Finding Your Passion and Inner Calling

In my previous post, I had talked about the difference between pursuing a job, career or your calling and the impact pursuing your calling has on your level of happiness at work. In this post, we talk about finding your passion and inner calling.

Now, following your calling is understandably easier said than done. How do you even go about the crucial step of discovering your calling? If you are not one of the lucky few, who somehow landed themselves what they truly love, what can you consciously do about it?

Here are some steps that can support you in that discovery.

1. Set aside time for reflection

I believe each one of us is uniquely gifted and has a special purpose on earth. However, we get so caught up in the treadmill of our fast-paced lives that we fail to discover this purpose. Slowing down is essential for developing deeper clarity.

You need to create time and space to reflect on what is most important for you. Consider questions like:

  1. Do I want to be more successful or make a significant contribution?
  2. Do I want more money?
  3. Do I value social recognition or inner fulfillment?
  4. What role does family and community have for me? And so forth

Plan for those reflective moments, maybe for 10-15 minutes every day or at least every week.

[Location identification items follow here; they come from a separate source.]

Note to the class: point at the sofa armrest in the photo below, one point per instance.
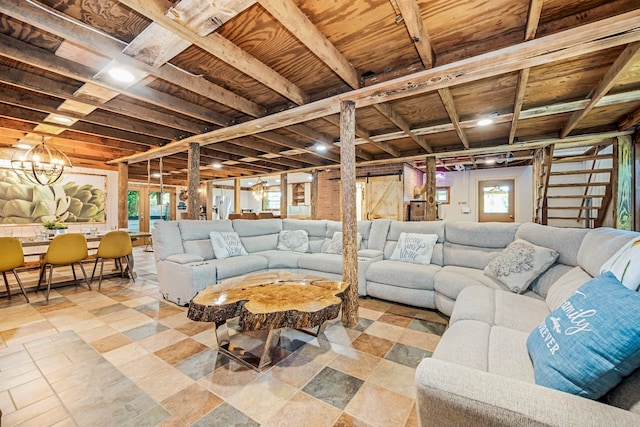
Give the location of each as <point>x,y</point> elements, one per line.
<point>455,395</point>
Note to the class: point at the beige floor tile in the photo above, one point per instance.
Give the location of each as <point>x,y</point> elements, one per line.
<point>355,363</point>
<point>53,363</point>
<point>28,393</point>
<point>419,339</point>
<point>395,377</point>
<point>6,404</point>
<point>190,404</point>
<point>161,340</point>
<point>165,383</point>
<point>380,407</point>
<point>296,370</point>
<point>385,330</point>
<point>30,412</point>
<point>262,398</point>
<point>125,354</point>
<point>228,379</point>
<point>301,406</point>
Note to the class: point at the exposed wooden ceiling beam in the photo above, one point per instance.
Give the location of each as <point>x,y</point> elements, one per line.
<point>619,67</point>
<point>630,121</point>
<point>298,24</point>
<point>221,48</point>
<point>390,113</point>
<point>604,34</point>
<point>414,23</point>
<point>102,45</point>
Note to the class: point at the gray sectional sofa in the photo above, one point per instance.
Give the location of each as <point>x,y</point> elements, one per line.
<point>480,373</point>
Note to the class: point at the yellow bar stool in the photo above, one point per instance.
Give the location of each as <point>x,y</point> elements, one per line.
<point>114,245</point>
<point>65,249</point>
<point>11,257</point>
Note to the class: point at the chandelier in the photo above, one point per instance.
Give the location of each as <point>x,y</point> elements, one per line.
<point>41,165</point>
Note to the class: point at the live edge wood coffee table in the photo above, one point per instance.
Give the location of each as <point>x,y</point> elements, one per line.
<point>267,301</point>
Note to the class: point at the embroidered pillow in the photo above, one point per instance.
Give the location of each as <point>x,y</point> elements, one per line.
<point>226,244</point>
<point>415,248</point>
<point>589,343</point>
<point>625,265</point>
<point>293,240</point>
<point>519,264</point>
<point>334,246</point>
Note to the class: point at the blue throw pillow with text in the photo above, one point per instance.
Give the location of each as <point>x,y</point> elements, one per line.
<point>589,343</point>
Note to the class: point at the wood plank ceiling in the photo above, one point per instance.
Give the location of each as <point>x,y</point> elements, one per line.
<point>259,83</point>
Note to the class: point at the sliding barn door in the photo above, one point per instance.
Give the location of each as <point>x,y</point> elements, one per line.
<point>383,198</point>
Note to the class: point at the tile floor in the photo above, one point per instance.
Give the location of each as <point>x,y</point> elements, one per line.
<point>123,356</point>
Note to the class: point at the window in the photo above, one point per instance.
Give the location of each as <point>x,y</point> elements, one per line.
<point>442,195</point>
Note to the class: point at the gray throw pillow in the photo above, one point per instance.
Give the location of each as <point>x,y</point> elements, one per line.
<point>226,244</point>
<point>416,248</point>
<point>293,240</point>
<point>519,264</point>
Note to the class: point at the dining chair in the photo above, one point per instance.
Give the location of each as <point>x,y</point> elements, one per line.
<point>114,245</point>
<point>65,249</point>
<point>11,257</point>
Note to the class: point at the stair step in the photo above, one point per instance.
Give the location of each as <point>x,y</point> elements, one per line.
<point>583,184</point>
<point>575,159</point>
<point>573,207</point>
<point>576,218</point>
<point>591,196</point>
<point>581,172</point>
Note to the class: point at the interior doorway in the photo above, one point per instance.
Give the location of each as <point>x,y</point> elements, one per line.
<point>496,200</point>
<point>146,206</point>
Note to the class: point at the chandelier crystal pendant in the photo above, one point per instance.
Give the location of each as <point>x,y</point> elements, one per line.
<point>41,165</point>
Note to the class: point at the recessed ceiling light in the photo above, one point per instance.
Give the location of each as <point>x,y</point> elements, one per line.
<point>121,75</point>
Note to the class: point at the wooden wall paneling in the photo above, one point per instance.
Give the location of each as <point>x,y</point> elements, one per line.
<point>349,219</point>
<point>123,193</point>
<point>193,184</point>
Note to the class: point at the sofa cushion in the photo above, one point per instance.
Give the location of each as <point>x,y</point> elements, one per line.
<point>452,279</point>
<point>565,241</point>
<point>293,240</point>
<point>499,308</point>
<point>469,256</point>
<point>237,266</point>
<point>481,234</point>
<point>280,259</point>
<point>414,248</point>
<point>334,245</point>
<point>329,263</point>
<point>565,286</point>
<point>403,274</point>
<point>520,264</point>
<point>184,258</point>
<point>588,344</point>
<point>599,245</point>
<point>625,264</point>
<point>226,244</point>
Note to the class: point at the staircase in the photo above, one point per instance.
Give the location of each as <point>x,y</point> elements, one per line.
<point>574,187</point>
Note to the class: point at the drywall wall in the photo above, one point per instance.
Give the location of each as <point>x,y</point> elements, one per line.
<point>464,188</point>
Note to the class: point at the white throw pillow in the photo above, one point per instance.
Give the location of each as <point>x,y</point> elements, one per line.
<point>334,246</point>
<point>415,248</point>
<point>226,244</point>
<point>519,264</point>
<point>293,240</point>
<point>625,265</point>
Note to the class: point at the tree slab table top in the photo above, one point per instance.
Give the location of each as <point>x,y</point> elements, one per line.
<point>267,301</point>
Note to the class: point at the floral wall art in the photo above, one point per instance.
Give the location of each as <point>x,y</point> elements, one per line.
<point>75,198</point>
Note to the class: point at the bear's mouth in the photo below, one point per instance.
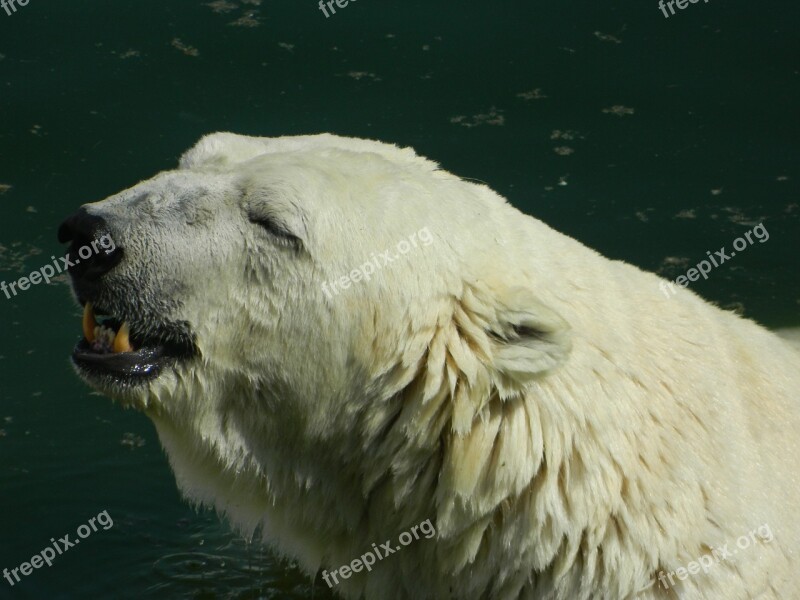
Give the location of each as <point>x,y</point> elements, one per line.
<point>113,350</point>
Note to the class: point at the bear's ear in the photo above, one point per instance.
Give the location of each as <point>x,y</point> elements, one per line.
<point>527,339</point>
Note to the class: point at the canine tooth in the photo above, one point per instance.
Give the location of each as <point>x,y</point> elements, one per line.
<point>89,324</point>
<point>122,342</point>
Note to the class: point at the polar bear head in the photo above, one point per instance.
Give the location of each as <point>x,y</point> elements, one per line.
<point>314,324</point>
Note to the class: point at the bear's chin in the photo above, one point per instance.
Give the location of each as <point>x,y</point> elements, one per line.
<point>121,360</point>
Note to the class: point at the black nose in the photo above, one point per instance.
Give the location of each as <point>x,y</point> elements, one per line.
<point>93,252</point>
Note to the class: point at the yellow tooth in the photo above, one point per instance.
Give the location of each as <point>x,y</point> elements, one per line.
<point>122,342</point>
<point>89,324</point>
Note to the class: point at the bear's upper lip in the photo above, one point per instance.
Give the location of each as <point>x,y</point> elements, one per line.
<point>113,349</point>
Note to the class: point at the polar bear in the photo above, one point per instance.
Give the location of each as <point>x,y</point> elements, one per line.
<point>554,424</point>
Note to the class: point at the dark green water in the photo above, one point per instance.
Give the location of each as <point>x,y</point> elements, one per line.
<point>95,96</point>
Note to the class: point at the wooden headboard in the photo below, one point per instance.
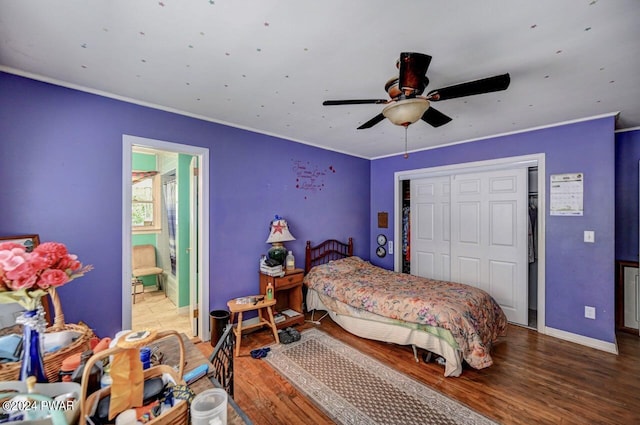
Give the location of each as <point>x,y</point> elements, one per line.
<point>326,251</point>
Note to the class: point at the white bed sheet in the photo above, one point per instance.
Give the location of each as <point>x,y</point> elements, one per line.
<point>372,326</point>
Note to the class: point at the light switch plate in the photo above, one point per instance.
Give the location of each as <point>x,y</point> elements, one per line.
<point>589,312</point>
<point>589,236</point>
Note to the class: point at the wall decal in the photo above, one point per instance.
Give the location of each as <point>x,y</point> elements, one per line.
<point>310,177</point>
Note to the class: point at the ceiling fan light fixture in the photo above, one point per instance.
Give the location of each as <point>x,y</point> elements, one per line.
<point>407,111</point>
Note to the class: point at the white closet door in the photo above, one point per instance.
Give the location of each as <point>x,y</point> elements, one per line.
<point>489,236</point>
<point>430,228</point>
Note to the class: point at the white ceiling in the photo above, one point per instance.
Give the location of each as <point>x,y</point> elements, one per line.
<point>267,65</point>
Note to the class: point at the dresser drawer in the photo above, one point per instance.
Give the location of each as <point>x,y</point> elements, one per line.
<point>287,281</point>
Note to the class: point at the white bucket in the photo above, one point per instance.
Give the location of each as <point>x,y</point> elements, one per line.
<point>209,408</point>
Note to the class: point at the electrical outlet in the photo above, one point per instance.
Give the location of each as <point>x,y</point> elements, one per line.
<point>589,312</point>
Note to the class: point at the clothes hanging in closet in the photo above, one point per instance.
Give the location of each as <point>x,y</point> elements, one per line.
<point>533,219</point>
<point>406,232</point>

2. Create a powerful vision

As is said, “If you can see it and believe in it, it will happen.”

We all have fleeting ideas, from time to time, of what we would like our life to be about. The idea of a vision is about putting it all together.

Write a note, describing in vivid detail, what you envision your ideal life to be – not just work life, but your entire life.

  1. What kind of work would you be engaged in?
  2. What would like most about it?
  3. How is  your typical work day?
  4. What would you busy with outside of work?
  5. How would you feel then and so forth.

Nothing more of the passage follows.